For example, one parent recently told me that in order for their kids to get cellphones, they must bring home all "A" report cards. Their younger children (not teens) for whom pleasing their parents was still an underlying motivator, rose to the occasion. The older teen, 14, not so much. Getting all "A's in middle school or high school is an unrealistic goal for most teens. Their lives are generally full of many things, friends, activities, and the need to just veg to take care of their overloaded brain full of too many thoughts, too many feelings and too many worries. For this teen, knowing that getting all "A's" was not a goal he had for himself, and knowing that the all-important cellphone was completely out of reach, just gave up with his academics. After all, what was the point? His anger at his parents, and his need now for a "fine, don't give me a phone, I'll just do no work, and get crappy grades. and show you! Which he did! And the kicker here is that this kid is extremely bright. So here we see that a motivator for one kid, is a complete disincentive for another, and a backfire for the parent.
I want to give you a few tips on setting consequences that have a chance of working.
- Any consequence should be time-limited and short. Teens make mistakes, millions of them, it is a truth of this stage. If you choose to use grounding, or taking away computer/phone. Keep the time short. One weekend, or one week, and let your teen know, we get you made a mistake, there was a consequence, now lets start fresh. Part of the conversation needs to include, lets figure out what you can do differently so you don't find yourself having to stay in or not have access to your phone/computer. This problem solving phase is actually wayyyyyyyy more important than the consequence. Punishment alone never, and I mean this, never is what changes behavior. Otherwise why do we have such a high recidivisim rate in our prisons.
- Do not set your teen up to fail. Make sure that your expectations are realistic, remembering that teens are impulsive, emotional, risk-taking, and inexperienced, do not think things through, and do not like to be told what to do.
- Most importantly include your teen in decision making, rather than you being the rule-maker. When your teen can take ownership of the process, they are more likely to follow through. Let's take curfew for an example, if you set the rule, "you have to be home at 10:30, and literally all their friends really do stay out till 11, you may be setting you and your teen up for coming in late. Rather have this converstion:
Parent: What time do you think is fair ? (trust me your teen will not say some ridiculous time, it might be a little later than you initially would have given)
Parent: What do you think I will be worried about if I say yes to 11:30
Teen: Will probably say something like, "you're worried, I will be late, or out doing something you don't won't me to do.
Parent: Yes those things do worry me. What are YOU going to do to make me feel OK about those things? (This is where your teen has do some thinking. and that is a good thing. He/she is motivated to think, because they see some room for compromise here.

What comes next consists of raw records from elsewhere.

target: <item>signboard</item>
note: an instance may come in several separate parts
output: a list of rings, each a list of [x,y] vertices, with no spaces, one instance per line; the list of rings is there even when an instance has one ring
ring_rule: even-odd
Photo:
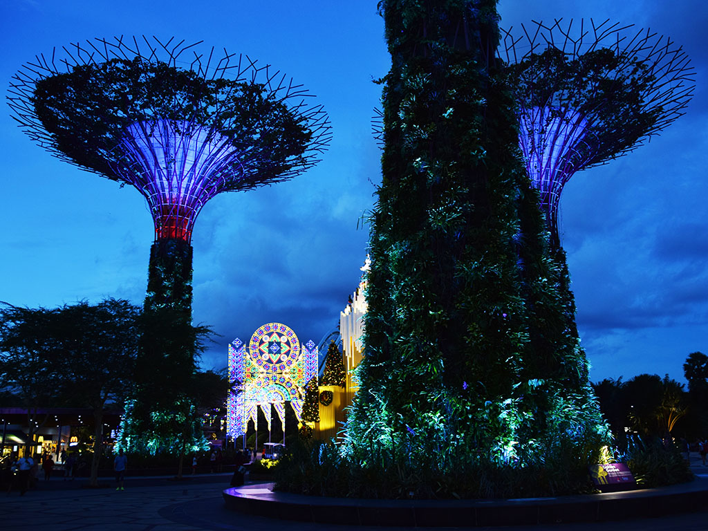
[[[636,486],[632,471],[624,463],[595,464],[588,469],[593,483],[603,492],[629,491]]]

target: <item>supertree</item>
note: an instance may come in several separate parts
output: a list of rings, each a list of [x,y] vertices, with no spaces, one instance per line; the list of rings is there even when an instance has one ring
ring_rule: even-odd
[[[301,85],[247,57],[198,52],[200,43],[73,44],[24,64],[8,96],[41,147],[144,196],[155,226],[146,309],[188,316],[191,238],[207,201],[297,176],[330,138]]]
[[[518,156],[496,5],[379,3],[392,55],[382,182],[343,447],[372,469],[412,460],[428,484],[455,484],[450,496],[508,495],[527,474],[552,490],[539,479],[567,470],[539,474],[544,463],[573,463],[574,476],[607,441]],[[514,484],[476,481],[511,467]],[[440,495],[426,489],[416,495]]]
[[[500,55],[518,103],[519,144],[560,247],[563,187],[581,170],[635,149],[683,114],[693,69],[680,46],[649,30],[605,21],[533,22]]]

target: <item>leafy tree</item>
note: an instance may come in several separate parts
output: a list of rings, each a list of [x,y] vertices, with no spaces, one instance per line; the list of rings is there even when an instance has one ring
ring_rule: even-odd
[[[670,435],[676,422],[685,416],[688,406],[683,392],[683,384],[664,376],[661,381],[661,402],[656,409],[659,428]]]
[[[93,412],[92,486],[98,485],[106,406],[122,405],[132,384],[140,314],[139,307],[115,299],[96,305],[84,301],[55,313],[59,387],[73,403]]]
[[[338,385],[343,387],[346,379],[346,371],[344,370],[342,353],[333,341],[330,342],[327,349],[327,359],[324,362],[324,372],[322,374],[320,385]]]
[[[0,306],[0,378],[27,411],[28,443],[31,455],[37,428],[49,415],[38,409],[57,399],[57,379],[62,359],[55,342],[57,310]],[[36,423],[36,424],[35,424]]]
[[[657,375],[639,375],[624,384],[631,427],[642,435],[656,435],[656,412],[661,405],[663,386]]]
[[[615,437],[624,435],[627,426],[627,409],[624,382],[622,377],[617,379],[605,378],[593,384],[593,390],[600,403],[600,411],[610,423]]]
[[[683,385],[666,375],[639,375],[622,385],[627,421],[644,436],[670,434],[686,415]]]
[[[193,386],[198,413],[202,418],[208,415],[210,428],[220,435],[221,420],[227,414],[227,398],[229,392],[236,386],[229,382],[225,368],[219,371],[207,370],[195,373]]]
[[[708,356],[702,352],[692,352],[683,364],[683,374],[688,380],[690,392],[705,392],[708,389]]]

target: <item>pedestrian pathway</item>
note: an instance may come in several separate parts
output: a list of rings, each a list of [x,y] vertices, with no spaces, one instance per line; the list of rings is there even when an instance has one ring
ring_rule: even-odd
[[[700,459],[692,459],[692,468],[708,478],[708,467],[702,467]],[[222,497],[228,486],[230,474],[202,474],[190,476],[183,481],[168,481],[164,477],[126,479],[125,490],[110,488],[79,488],[76,479],[64,482],[52,478],[37,490],[24,496],[13,491],[0,493],[0,530],[27,531],[50,529],[52,531],[353,531],[362,530],[343,522],[341,525],[316,525],[248,516],[229,510]],[[84,481],[81,481],[84,482]],[[604,522],[603,531],[706,531],[708,508],[697,513],[661,518]],[[365,531],[392,531],[392,527],[371,527]],[[405,530],[405,527],[398,529]],[[427,531],[450,528],[430,528]],[[590,523],[570,525],[513,526],[477,527],[477,530],[550,529],[552,531],[590,531],[598,524]]]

Teen: How about if I call you 1/2 hour before at 11 to let you know I will be home by 11:30 (if they don't say that, you can help them come up with this or another plan)
Parent: That sounds good, so what will the consequence be if you don't call me at 11
Teen: They will probably say, I can be grounded for the next night or one night the next weekend. (the consequence is in place, and it is now the teens responsibility to follow through)
This whole process is designed to help teens take responsibility and ownership of their decisions. Now you just have to sit back,and if they are successful, you can praise them with a job well done, and if they don't follow through, you don't have to say anything, no lecture needed, just a "sorry it didn't work out for you tonight, I look forward to spending the night with you tomorrow or whenever the next weekend night is. That's it, no fighting , just a little shrug of the shoulders, over and out.